El intendente de la localidad santafesina de San Jorge, Enrique Marucci, pidió cerrar el Congreso y la Legislatura provincial porque no se sancionan penas más duras contra la delincuencia, y aplicar una política de “garrote”.

Entre otras afirmaciones polémicas, el jefe comunal de la población situada en el centro-oeste de la provincia aseguró que en el sistema democrático el problema de la inseguridad “no se va a arreglar nunca”. 

“Si yo gobernara bajo otro régimen, a esto lo arreglo en dos patadas.

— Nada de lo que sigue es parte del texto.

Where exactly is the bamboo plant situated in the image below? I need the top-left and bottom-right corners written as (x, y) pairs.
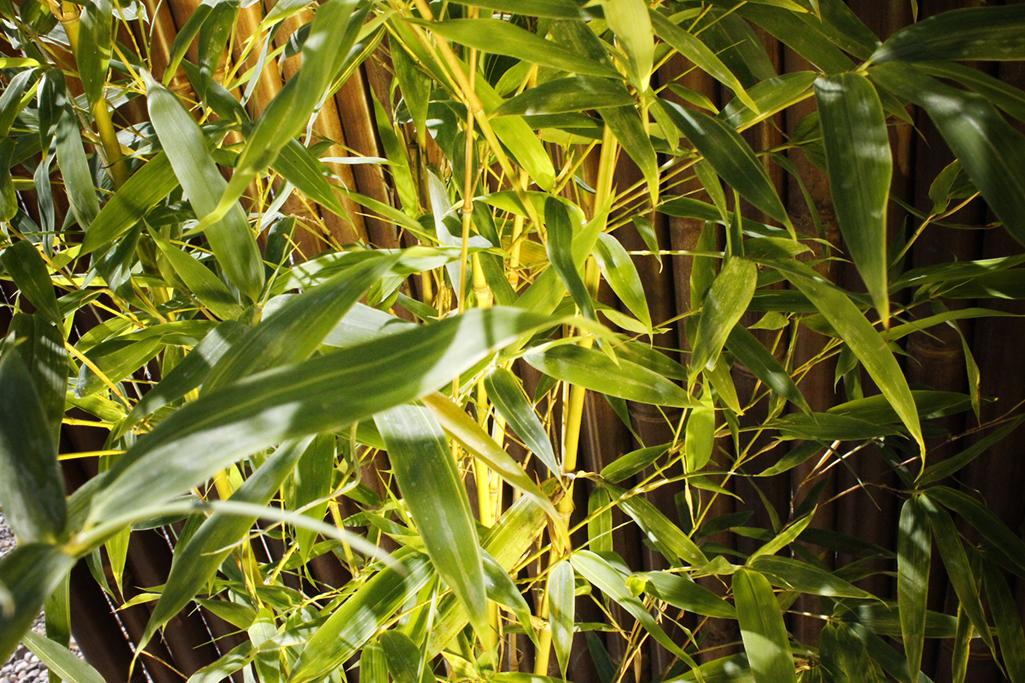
top-left (4, 1), bottom-right (1025, 682)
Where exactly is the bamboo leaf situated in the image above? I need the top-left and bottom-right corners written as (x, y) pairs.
top-left (690, 257), bottom-right (758, 378)
top-left (601, 105), bottom-right (659, 205)
top-left (765, 258), bottom-right (924, 453)
top-left (598, 0), bottom-right (653, 90)
top-left (424, 19), bottom-right (617, 78)
top-left (289, 552), bottom-right (434, 683)
top-left (54, 103), bottom-right (100, 231)
top-left (451, 0), bottom-right (584, 18)
top-left (662, 100), bottom-right (790, 229)
top-left (525, 345), bottom-right (698, 409)
top-left (588, 487), bottom-right (613, 554)
top-left (650, 10), bottom-right (757, 112)
top-left (870, 5), bottom-right (1025, 65)
top-left (919, 493), bottom-right (995, 657)
top-left (150, 231), bottom-right (244, 320)
top-left (549, 560), bottom-right (575, 679)
top-left (571, 550), bottom-right (702, 671)
top-left (420, 392), bottom-right (564, 542)
top-left (640, 571), bottom-right (737, 619)
top-left (203, 254), bottom-right (397, 391)
top-left (379, 631), bottom-right (424, 683)
top-left (870, 62), bottom-right (1025, 251)
top-left (749, 556), bottom-right (874, 600)
top-left (77, 0), bottom-right (112, 106)
top-left (144, 74), bottom-right (263, 302)
top-left (983, 560), bottom-right (1025, 682)
top-left (0, 544), bottom-right (76, 663)
top-left (600, 444), bottom-right (668, 484)
top-left (495, 76), bottom-right (634, 117)
top-left (594, 233), bottom-right (651, 332)
top-left (606, 484), bottom-right (708, 566)
top-left (898, 496), bottom-right (930, 683)
top-left (477, 76), bottom-right (558, 192)
top-left (815, 73), bottom-right (891, 324)
top-left (926, 486), bottom-right (1025, 579)
top-left (1, 241), bottom-right (61, 325)
top-left (80, 152), bottom-right (178, 255)
top-left (547, 198), bottom-right (596, 322)
top-left (376, 405), bottom-right (488, 637)
top-left (725, 325), bottom-right (810, 414)
top-left (22, 631), bottom-right (105, 683)
top-left (87, 307), bottom-right (554, 524)
top-left (483, 368), bottom-right (560, 477)
top-left (0, 352), bottom-right (65, 543)
top-left (732, 568), bottom-right (796, 683)
top-left (482, 549), bottom-right (536, 645)
top-left (685, 394), bottom-right (715, 472)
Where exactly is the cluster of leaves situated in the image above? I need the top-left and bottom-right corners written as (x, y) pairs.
top-left (3, 1), bottom-right (1025, 683)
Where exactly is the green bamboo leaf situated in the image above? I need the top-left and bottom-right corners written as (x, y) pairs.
top-left (572, 550), bottom-right (702, 672)
top-left (494, 76), bottom-right (634, 117)
top-left (649, 10), bottom-right (757, 112)
top-left (380, 631), bottom-right (426, 683)
top-left (732, 568), bottom-right (796, 683)
top-left (482, 549), bottom-right (536, 645)
top-left (599, 0), bottom-right (652, 89)
top-left (0, 69), bottom-right (35, 140)
top-left (662, 100), bottom-right (790, 229)
top-left (549, 559), bottom-right (575, 679)
top-left (749, 556), bottom-right (874, 600)
top-left (87, 307), bottom-right (554, 525)
top-left (289, 435), bottom-right (334, 561)
top-left (918, 62), bottom-right (1025, 124)
top-left (390, 37), bottom-right (431, 148)
top-left (54, 104), bottom-right (100, 231)
top-left (588, 487), bottom-right (613, 554)
top-left (359, 640), bottom-right (387, 683)
top-left (3, 313), bottom-right (66, 443)
top-left (766, 258), bottom-right (924, 453)
top-left (144, 74), bottom-right (263, 302)
top-left (203, 254), bottom-right (396, 391)
top-left (870, 62), bottom-right (1025, 251)
top-left (77, 0), bottom-right (112, 106)
top-left (546, 197), bottom-right (596, 322)
top-left (921, 416), bottom-right (1025, 486)
top-left (819, 622), bottom-right (887, 683)
top-left (80, 152), bottom-right (178, 255)
top-left (74, 337), bottom-right (162, 398)
top-left (898, 496), bottom-right (930, 683)
top-left (606, 484), bottom-right (707, 566)
top-left (150, 231), bottom-right (244, 320)
top-left (720, 72), bottom-right (817, 131)
top-left (122, 321), bottom-right (246, 432)
top-left (601, 105), bottom-right (659, 205)
top-left (725, 325), bottom-right (810, 414)
top-left (452, 0), bottom-right (583, 18)
top-left (289, 552), bottom-right (434, 683)
top-left (594, 233), bottom-right (651, 332)
top-left (424, 19), bottom-right (617, 78)
top-left (748, 511), bottom-right (815, 562)
top-left (870, 5), bottom-right (1025, 65)
top-left (477, 76), bottom-right (557, 192)
top-left (737, 4), bottom-right (853, 74)
top-left (1, 241), bottom-right (61, 325)
top-left (0, 352), bottom-right (66, 543)
top-left (525, 345), bottom-right (698, 409)
top-left (376, 405), bottom-right (488, 637)
top-left (640, 570), bottom-right (737, 619)
top-left (683, 393), bottom-right (714, 475)
top-left (484, 367), bottom-right (559, 477)
top-left (600, 444), bottom-right (668, 483)
top-left (22, 631), bottom-right (105, 683)
top-left (926, 486), bottom-right (1025, 579)
top-left (815, 72), bottom-right (891, 324)
top-left (690, 257), bottom-right (758, 378)
top-left (0, 544), bottom-right (77, 663)
top-left (983, 560), bottom-right (1025, 682)
top-left (919, 493), bottom-right (995, 657)
top-left (0, 139), bottom-right (15, 222)
top-left (420, 392), bottom-right (564, 542)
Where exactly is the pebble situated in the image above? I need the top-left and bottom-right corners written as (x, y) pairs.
top-left (1, 511), bottom-right (83, 683)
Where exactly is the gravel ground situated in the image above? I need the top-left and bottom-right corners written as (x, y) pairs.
top-left (0, 512), bottom-right (82, 683)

Pero con el sistema democrático que tenemos no lo vamos a arreglar nunca”, expresó Marucci en declaraciones al diario La Capital. 

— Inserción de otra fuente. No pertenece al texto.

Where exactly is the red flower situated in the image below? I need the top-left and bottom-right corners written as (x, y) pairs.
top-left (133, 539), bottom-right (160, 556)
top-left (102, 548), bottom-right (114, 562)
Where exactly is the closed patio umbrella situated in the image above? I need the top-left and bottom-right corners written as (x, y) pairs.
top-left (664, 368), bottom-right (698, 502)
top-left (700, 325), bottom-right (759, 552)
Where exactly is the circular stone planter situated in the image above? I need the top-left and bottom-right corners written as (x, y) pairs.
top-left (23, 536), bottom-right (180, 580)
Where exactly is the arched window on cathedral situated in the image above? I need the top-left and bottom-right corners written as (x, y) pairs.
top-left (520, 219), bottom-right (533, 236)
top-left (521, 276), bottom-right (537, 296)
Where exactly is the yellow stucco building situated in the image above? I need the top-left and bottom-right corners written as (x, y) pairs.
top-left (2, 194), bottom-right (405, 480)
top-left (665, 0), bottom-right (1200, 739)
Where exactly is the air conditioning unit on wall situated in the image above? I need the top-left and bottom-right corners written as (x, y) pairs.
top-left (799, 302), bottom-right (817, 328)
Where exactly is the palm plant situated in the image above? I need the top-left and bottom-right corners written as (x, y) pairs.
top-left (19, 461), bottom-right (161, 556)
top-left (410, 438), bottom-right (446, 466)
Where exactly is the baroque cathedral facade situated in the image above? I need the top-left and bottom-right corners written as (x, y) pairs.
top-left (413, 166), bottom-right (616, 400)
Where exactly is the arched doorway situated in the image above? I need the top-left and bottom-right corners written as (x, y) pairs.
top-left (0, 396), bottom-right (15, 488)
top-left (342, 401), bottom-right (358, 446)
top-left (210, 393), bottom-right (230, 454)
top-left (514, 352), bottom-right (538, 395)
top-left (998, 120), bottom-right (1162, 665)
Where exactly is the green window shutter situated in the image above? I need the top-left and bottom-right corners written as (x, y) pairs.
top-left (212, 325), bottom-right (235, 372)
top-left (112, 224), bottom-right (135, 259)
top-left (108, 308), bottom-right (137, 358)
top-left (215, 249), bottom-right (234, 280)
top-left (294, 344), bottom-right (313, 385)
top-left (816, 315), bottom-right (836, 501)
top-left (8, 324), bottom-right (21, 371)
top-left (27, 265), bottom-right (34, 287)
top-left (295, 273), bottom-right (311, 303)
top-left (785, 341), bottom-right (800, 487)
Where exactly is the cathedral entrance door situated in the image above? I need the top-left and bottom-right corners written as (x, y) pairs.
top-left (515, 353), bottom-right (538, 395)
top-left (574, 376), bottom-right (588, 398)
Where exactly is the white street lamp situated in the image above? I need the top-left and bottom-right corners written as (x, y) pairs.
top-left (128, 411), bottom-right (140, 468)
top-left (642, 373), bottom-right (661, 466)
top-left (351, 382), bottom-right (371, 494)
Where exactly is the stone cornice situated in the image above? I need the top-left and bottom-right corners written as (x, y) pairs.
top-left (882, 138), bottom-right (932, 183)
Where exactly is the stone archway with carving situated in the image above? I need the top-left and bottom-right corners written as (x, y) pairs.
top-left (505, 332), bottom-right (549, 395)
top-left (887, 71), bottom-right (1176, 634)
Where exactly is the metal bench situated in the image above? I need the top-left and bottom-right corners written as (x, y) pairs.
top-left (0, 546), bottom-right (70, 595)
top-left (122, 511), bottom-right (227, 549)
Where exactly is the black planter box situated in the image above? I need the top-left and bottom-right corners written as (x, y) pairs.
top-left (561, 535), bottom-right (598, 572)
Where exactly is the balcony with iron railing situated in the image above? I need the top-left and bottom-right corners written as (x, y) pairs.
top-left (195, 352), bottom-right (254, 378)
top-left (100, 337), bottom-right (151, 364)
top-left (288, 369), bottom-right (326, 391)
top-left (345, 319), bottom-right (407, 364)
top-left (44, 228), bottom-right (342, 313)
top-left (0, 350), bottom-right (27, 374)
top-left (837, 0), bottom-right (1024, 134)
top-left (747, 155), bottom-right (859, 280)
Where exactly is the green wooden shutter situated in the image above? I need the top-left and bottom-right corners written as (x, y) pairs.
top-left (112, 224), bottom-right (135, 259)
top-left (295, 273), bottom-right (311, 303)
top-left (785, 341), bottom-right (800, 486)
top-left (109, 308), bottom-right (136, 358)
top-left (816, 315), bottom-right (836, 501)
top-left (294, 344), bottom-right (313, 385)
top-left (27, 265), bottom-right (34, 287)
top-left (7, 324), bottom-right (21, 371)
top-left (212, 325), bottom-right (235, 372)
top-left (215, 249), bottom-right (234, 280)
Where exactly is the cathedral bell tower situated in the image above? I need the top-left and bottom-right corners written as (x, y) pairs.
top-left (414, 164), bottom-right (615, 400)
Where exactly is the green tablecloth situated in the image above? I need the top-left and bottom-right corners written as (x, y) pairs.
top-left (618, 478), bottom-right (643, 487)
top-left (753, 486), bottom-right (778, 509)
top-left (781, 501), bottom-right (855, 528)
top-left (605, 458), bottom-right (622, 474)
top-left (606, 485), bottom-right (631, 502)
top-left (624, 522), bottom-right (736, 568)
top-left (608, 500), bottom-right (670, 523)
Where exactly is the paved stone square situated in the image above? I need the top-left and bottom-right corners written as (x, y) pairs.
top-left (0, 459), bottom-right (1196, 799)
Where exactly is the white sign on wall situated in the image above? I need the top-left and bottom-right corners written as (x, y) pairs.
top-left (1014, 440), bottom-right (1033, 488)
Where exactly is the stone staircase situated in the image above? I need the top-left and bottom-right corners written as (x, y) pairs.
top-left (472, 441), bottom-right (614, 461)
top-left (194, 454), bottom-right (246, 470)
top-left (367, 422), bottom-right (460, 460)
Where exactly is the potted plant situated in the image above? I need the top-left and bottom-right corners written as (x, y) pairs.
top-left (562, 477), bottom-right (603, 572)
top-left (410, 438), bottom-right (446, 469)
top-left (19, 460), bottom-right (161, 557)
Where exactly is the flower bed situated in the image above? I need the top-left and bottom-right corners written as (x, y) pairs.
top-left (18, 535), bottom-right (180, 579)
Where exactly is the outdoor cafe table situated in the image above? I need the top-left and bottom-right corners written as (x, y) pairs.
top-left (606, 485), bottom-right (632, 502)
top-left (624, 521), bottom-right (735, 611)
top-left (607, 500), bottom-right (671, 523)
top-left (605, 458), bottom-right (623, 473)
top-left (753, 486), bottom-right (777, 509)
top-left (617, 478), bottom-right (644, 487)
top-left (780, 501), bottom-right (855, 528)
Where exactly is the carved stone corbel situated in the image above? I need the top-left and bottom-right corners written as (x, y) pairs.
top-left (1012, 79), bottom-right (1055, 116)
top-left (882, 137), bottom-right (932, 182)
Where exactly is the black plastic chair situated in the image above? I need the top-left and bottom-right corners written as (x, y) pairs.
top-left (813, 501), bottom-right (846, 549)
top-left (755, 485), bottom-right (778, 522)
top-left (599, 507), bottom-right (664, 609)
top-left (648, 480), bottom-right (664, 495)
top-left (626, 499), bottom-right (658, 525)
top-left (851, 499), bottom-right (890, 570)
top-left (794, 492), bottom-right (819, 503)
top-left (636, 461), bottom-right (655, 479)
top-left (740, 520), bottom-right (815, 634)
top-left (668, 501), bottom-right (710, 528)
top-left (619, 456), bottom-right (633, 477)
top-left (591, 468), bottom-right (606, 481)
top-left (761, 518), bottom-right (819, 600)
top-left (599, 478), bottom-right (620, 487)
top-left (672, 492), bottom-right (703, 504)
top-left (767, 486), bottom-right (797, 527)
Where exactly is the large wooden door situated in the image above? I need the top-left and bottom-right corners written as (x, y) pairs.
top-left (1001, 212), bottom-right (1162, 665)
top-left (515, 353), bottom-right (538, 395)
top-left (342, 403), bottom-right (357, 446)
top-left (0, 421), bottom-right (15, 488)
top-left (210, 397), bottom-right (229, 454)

El jefe comunal pidió “garrote, garrote y garrote” como fórmula para combatir la delincuencia, en declaraciones a los medios locales. 

“Cerraría la Legislatura y el Congreso de la Nación porque no se ponen de acuerdo para modificar las leyes. Tienen problemas internos e ideologías muy diferentes para atender las necesidades actuales”, sostuvo.

El intendente fundamentó sus duros conceptos con respecto al sistema democrático en la falta de respuestas a los pedidos para que se atienda la inseguridad en su distrito, donde aseguró que recibe constantes pedidos de los vecinos. Advirtió además que “hay que volver a algo duro porque si no los problemas los tenemos los ciudadanos”. 

“Si tenemos un Congreso que lo paga el pueblo, y que alberga a un montón de gente, que intenten ponerse de acuerdo alguna vez y dicten leyes duras y rígidas para que los delincuentes sean condenados”, añadió. 

También fustigó a las políticas de inclusión a las que definió como “puro verso” y fue tajante en el marco del debate por la imputabilidad de menores: “El delito es delito, así tengas un año o cien”.

Opinó además que “se les da mucha participación a los que defienden los derechos humanos. Antes ellos intervenían para atender a las víctimas y ahora lo hacen para sacar de la cárcel a los delincuentes. Lo digo por la impotencia que siento porque acá, y en todo el país, suceden hechos que no se resuelven”.